A partir d’un matériau initial de 256 articles scientifiques réduit finalement à 53 (ceux-ci adoptant majoritairement une approche quantitative), jugés pertinents et revus par les pairs, les auteurs sont arrivés à délimiter trois grandes façons d’étudier le rôle des consommateurs dans la relocalisation alimentaire. Une première entrée considère l’accent mis par les consommateurs sur certains attributs du produit (notamment son caractère local ou biologique). Une autre entrée considère la portée plus politique, plus macro des revendications des consommateurs à travers l’activisme alimentaire. Enfin, il y aussi le courant dit des circuits courts ou des systèmes alimentaires alternatifs qui se concentre sur le rapprochement entre les différents acteurs des systèmes alimentaires, sous l’angle des proximités relationnelles et spatiales.

Trois niveaux dans la recherche sur la relocalisation

Les trois approches du rôle des consommateurs dans la relocalisation alimentaire rassemblent aussi des définitions différentes de ce qui est local, ainsi que des explications diverses du développement de ces nouveaux marchés et des motivations des consommateurs à y participer. L’analyse permet aussi de faire une critique transversale de l’ensemble de ces recherches, avec ses biais, sa part de flou et ses hypothèses plus ou moins réalistes (implicites ou avérées).
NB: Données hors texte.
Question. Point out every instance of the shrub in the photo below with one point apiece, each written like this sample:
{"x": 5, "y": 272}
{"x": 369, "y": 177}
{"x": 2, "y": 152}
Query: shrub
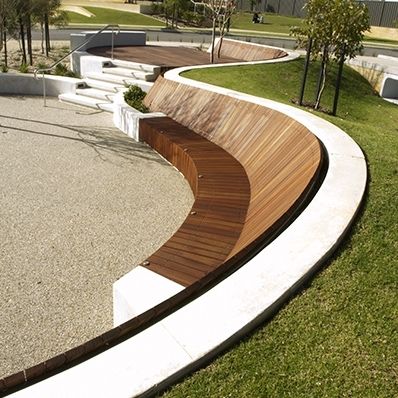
{"x": 24, "y": 68}
{"x": 42, "y": 65}
{"x": 62, "y": 70}
{"x": 134, "y": 97}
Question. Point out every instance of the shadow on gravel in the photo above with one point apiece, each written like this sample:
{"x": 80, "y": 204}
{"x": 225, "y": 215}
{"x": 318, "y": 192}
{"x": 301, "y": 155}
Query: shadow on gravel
{"x": 100, "y": 139}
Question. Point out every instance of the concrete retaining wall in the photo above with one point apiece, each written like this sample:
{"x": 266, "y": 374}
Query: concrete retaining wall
{"x": 26, "y": 84}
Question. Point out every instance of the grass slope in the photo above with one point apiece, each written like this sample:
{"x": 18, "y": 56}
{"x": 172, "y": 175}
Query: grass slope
{"x": 339, "y": 336}
{"x": 273, "y": 23}
{"x": 104, "y": 16}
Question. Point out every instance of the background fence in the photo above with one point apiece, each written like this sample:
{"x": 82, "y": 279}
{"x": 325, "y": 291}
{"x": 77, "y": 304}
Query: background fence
{"x": 382, "y": 13}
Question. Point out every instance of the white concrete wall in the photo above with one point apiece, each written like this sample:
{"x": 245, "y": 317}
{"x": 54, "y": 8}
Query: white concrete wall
{"x": 26, "y": 84}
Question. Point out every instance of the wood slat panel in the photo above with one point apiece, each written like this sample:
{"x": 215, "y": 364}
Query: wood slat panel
{"x": 280, "y": 156}
{"x": 173, "y": 57}
{"x": 222, "y": 195}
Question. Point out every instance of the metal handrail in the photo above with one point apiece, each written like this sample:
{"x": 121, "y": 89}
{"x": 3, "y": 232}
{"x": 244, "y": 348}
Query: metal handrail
{"x": 43, "y": 70}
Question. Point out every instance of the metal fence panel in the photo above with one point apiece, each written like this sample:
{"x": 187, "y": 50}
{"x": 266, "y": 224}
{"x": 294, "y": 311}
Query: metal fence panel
{"x": 382, "y": 13}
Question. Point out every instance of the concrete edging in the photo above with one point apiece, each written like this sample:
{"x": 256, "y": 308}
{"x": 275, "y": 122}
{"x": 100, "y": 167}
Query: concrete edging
{"x": 183, "y": 340}
{"x": 26, "y": 84}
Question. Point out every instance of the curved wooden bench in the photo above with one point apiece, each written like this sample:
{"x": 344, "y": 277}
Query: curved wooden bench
{"x": 281, "y": 157}
{"x": 276, "y": 162}
{"x": 222, "y": 192}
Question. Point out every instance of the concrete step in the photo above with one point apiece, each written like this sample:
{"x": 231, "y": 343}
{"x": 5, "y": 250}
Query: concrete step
{"x": 130, "y": 73}
{"x": 86, "y": 101}
{"x": 155, "y": 69}
{"x": 96, "y": 93}
{"x": 119, "y": 81}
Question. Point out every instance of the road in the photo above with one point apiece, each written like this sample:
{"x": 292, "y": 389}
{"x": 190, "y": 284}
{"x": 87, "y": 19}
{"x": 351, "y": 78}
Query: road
{"x": 205, "y": 37}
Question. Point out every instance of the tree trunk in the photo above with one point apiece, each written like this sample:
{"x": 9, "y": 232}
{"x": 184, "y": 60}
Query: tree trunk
{"x": 29, "y": 39}
{"x": 5, "y": 48}
{"x": 42, "y": 37}
{"x": 305, "y": 74}
{"x": 1, "y": 37}
{"x": 322, "y": 86}
{"x": 322, "y": 78}
{"x": 213, "y": 39}
{"x": 47, "y": 34}
{"x": 338, "y": 80}
{"x": 222, "y": 34}
{"x": 22, "y": 38}
{"x": 173, "y": 16}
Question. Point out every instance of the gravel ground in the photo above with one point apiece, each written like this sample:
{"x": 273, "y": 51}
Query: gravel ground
{"x": 80, "y": 205}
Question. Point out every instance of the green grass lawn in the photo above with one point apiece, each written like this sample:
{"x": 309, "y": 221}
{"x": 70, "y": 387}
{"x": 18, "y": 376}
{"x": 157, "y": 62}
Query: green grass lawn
{"x": 104, "y": 16}
{"x": 339, "y": 336}
{"x": 272, "y": 23}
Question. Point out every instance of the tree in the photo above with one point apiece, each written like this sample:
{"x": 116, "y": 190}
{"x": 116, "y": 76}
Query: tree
{"x": 224, "y": 22}
{"x": 46, "y": 13}
{"x": 220, "y": 12}
{"x": 337, "y": 28}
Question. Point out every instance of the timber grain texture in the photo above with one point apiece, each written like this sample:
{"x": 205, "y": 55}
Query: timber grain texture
{"x": 222, "y": 193}
{"x": 281, "y": 157}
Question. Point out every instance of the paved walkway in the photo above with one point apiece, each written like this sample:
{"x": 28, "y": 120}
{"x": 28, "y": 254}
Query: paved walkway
{"x": 80, "y": 205}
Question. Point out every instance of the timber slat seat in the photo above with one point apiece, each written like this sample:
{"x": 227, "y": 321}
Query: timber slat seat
{"x": 281, "y": 157}
{"x": 222, "y": 194}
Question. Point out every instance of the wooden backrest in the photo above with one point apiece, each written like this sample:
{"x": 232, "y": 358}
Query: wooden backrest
{"x": 280, "y": 156}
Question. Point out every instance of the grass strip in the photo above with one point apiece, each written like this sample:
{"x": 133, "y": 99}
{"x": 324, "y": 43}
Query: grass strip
{"x": 105, "y": 16}
{"x": 339, "y": 336}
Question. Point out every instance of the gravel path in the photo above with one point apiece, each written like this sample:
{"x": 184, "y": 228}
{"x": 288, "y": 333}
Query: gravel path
{"x": 80, "y": 205}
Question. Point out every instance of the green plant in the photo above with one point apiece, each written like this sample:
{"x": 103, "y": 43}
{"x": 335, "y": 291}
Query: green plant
{"x": 24, "y": 68}
{"x": 42, "y": 65}
{"x": 134, "y": 97}
{"x": 62, "y": 70}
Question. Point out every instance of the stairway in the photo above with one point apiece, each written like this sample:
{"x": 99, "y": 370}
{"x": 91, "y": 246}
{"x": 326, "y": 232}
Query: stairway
{"x": 99, "y": 89}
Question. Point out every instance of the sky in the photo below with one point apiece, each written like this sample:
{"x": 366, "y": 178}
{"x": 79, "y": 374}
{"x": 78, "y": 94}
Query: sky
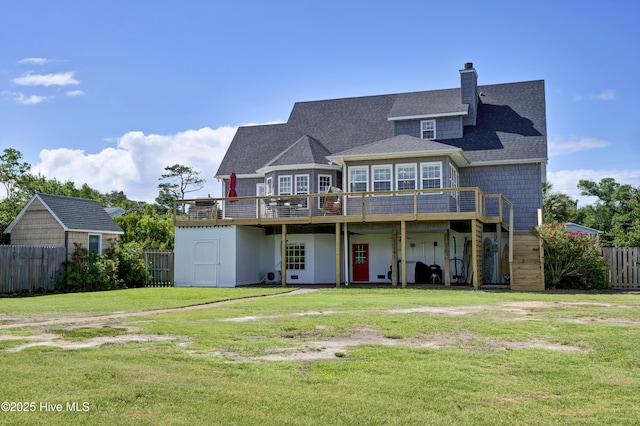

  • Une approche centrée sur le produit (ce que je mange)
    Dans cette approche, l’attention est portée sur les attributs du produit et du système de production. « Local » devient alors une simple caractéristique du produit. Dans cette perspective, il est souvent attendu que le produit local soit aussi biologique. Certains considèrent même la rencontre de ces deux attributs comme un critère de ce qu’on pourrait appeler un « vrai produit bio ». L’analyse ici reste cantonnée à un niveau micro, ne prend pas en compte l’ensemble des acteurs et les préoccupations du consommateur sont présentées comme égocentrées (c’est-à-dire centrées sur les bénéfices qu’il retire de sa consommation, son comportement, etc.).
  • Une approche politique et militante (ce que nous mangeons)
    Ici, on a affaire plutôt à un consommateur actif mu par des préoccupations altruistes. C’est l’ensemble du système alimentaire que ces consommateurs militants veulent transformer. Le « local » est alors porteur d’une idéologie politique, identitaire, et sert à camper une résistance face à la mondialisation et l’industrialisation du système alimentaire dominant. On ne s’étonne pas, du coup, que la méthode d’analyse privilégiée par les chercheurs soit alors plus « macro » (enjeux nationaux, souveraineté alimentaire, etc.), avec un accent sur l’environnement institutionnel.
  • Une approche centrée sur la « proximité » (qui nous fournit à manger)
    Cette approche est celle dite des systèmes alimentaires alternatifs. Elle partage certaines intersections avec les deux autres approches, mais s’en distingue aussi à plusieurs égards. Le « local » ici est vu comme un espace d’interaction et de rapprochement entre les différentes parties prenantes (notamment les consommateurs et les producteurs). La « proximité » comme prisme, qu’elle soit géographique, sociale ou autre, est au coeur de l’analyse et expliquerait le développement de ces marchés. La méthode privilégiée est résolument plus éclatée avec un intérêt à la fois pour les niveaux micro, méso et macro des enjeux étudiés. C’est aussi un consommateur animé par des valeurs comme le souci du développement durable et fidèle à certaines pratiques qui nous est présenté.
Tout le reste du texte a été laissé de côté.